There's a video (well, audio statically showing his face) from Adam Corolla with his take on the Occupy Wall Street "movement." It's kind of funny because he gets so fired up and swears a lot, but there is also some truth I think to what he's describing. His assertion is essentially that there is a generation and/or sector of people who feel envy or shame when it comes to "rich" people. he further asserts that this is the result of an entitled upbringing (with "participation trophies"), but I'm not sure if I agree with that part.

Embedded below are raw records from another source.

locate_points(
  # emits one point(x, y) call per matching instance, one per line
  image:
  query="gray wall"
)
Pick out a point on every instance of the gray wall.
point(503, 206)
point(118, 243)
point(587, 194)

What I will theorize is that there may be some truth to the envy/shame theory. It is true that there was a time when you saw a rich person and you'd tell your kid, "Yeah, that person worked hard and is materially successful because of it." There was some level of respect for that.
For one reason or another, that sentiment seems gone from our culture. Instead, there's a discussion that seems to fundamentally work in the realm what is fair. I can't speak for everyone, but I know I heard that "life isn't fair" at a very young age. I even tell Simon that when has a tantrum, even if I know he doesn't understand what I mean. The point is that you accept that there isn't a free ride and you do what you can to mitigate any disparity, to the best of your ability.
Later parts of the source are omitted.